With or without a vaccine, therapies will improve, making it ever less likely that so many people will die of COVID-19. Just the right combo of novel or traditional antivirals, anti-inflammatory meds, and blood thinners, may alter the course of infections. It remains to be seen if hydroxychloroquine will demonstrate efficacy, but don’t discount it just yet. And FDA approval of convalescent serum opens up an entirely new avenue of cure.

One consequential wild card will be the natural “genetic drift” of the virus as it undergoes gradual mutations. This already appears to be underway, with some concluding that, while the virus is becoming more contagious, new variants are less deadly. Fingers crossed!

Public venues and offices will open up with innovative air purification features that may take some time to retrofit. Ultraviolet disinfection will become routine. Crowding on transit and workspaces will be minimized with flexible scheduling and remote work—no turning back.

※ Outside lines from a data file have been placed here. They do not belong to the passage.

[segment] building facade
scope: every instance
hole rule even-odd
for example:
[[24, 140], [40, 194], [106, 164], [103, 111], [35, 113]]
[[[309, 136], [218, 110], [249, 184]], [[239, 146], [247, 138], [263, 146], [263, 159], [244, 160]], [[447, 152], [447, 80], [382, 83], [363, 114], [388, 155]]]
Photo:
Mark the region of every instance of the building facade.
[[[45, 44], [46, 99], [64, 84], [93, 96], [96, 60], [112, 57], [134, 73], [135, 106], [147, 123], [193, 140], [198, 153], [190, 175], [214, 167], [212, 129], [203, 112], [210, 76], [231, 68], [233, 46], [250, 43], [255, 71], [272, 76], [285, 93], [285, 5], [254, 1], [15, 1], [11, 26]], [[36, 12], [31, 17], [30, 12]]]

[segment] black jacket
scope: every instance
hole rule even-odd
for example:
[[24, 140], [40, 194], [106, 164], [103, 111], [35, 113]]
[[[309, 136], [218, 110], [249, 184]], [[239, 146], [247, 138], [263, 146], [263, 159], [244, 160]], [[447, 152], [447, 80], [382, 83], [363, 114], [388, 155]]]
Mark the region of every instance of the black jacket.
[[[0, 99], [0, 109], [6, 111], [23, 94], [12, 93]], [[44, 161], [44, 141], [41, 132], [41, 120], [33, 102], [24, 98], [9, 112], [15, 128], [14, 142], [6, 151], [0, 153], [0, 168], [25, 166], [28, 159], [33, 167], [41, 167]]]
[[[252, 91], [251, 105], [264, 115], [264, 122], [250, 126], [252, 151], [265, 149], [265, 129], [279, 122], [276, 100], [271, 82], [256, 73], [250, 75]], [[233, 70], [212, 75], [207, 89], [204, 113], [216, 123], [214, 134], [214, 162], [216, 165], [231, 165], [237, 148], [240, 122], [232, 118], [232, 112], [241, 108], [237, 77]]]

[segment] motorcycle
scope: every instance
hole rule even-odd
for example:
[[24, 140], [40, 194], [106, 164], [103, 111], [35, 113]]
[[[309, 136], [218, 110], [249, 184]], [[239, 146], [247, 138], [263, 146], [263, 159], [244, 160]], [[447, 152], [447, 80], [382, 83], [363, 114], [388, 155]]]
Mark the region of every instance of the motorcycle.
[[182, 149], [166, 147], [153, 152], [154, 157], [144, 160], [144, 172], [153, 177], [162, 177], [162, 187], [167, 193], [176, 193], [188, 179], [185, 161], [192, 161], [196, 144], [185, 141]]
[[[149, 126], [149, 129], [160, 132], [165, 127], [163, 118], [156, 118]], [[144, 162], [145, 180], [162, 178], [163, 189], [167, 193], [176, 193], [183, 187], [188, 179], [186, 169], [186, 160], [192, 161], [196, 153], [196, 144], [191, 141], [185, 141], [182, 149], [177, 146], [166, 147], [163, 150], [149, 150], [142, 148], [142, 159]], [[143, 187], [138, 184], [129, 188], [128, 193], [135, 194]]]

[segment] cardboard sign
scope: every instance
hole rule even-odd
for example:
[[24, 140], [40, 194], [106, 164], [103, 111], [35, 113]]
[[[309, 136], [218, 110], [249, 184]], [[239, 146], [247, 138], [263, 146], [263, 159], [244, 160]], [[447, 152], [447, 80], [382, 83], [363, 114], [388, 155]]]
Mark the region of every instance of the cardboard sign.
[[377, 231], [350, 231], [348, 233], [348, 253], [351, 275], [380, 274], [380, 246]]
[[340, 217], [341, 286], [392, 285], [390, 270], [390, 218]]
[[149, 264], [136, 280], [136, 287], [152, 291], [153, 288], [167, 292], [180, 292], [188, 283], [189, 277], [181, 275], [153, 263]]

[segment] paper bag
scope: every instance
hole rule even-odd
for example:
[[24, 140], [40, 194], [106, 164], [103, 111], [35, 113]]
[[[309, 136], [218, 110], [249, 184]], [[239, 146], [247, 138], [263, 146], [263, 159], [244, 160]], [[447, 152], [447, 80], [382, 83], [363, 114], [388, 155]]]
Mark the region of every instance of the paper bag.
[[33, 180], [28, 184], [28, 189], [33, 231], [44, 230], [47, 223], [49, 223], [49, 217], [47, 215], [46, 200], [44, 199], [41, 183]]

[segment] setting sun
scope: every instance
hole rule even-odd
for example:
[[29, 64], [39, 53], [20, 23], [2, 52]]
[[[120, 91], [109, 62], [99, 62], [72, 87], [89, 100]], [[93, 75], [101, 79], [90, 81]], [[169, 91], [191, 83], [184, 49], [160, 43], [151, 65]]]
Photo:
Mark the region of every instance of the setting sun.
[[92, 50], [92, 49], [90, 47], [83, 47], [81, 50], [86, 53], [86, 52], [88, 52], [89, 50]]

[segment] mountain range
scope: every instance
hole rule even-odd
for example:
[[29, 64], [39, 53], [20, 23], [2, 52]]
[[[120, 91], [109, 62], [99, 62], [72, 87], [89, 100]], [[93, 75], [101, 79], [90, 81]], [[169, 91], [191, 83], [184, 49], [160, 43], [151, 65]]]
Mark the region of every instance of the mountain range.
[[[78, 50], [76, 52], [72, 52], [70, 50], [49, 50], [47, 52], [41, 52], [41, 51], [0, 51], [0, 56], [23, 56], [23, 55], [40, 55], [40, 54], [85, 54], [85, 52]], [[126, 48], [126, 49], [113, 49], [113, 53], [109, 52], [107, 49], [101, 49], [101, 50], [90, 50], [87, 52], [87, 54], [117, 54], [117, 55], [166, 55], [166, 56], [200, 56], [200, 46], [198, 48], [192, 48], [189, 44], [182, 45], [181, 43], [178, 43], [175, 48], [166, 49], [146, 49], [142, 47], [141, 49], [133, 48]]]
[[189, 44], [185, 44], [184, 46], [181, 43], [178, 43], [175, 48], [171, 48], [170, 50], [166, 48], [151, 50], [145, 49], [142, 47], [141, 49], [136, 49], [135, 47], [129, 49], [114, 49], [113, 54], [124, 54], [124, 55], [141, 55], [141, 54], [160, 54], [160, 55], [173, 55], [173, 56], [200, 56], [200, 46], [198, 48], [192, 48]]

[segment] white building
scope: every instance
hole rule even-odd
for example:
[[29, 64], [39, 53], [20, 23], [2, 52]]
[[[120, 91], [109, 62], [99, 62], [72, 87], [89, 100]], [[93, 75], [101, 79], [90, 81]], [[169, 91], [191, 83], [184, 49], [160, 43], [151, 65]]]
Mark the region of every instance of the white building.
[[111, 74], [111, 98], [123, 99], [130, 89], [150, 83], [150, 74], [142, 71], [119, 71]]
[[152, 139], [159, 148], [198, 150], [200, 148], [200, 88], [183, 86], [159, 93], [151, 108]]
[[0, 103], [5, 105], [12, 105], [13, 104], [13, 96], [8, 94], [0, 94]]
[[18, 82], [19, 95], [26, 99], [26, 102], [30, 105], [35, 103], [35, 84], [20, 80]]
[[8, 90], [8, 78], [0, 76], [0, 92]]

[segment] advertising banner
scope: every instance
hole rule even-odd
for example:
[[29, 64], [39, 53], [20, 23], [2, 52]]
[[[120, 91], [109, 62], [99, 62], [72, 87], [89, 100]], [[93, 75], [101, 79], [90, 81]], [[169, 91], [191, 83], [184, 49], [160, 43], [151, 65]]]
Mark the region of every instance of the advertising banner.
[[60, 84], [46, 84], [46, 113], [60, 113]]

And, hopefully, the pandemic will be a call-to-action for a sizable percentage of our population to up their resilience through diet, supplements, exercise and better sleep. These responsible strivers may, in theory, act as human circuit-breakers for viral transmission in months to come.

Don’t discount the resiliency of the human spirit. The “ick” factor is high for now, but signs of containment of the pandemic could flip the switch on public attitudes. History teaches us that close on the heels of the deadliest pandemic in modern history—the Spanish Flu—the Roaring Twenties ensued. It was a period of giddy optimism, where people crowded into speakeasies and cabarets, oblivious to the dangers of social proximity. Let’s hope that’s where we find ourselves next year.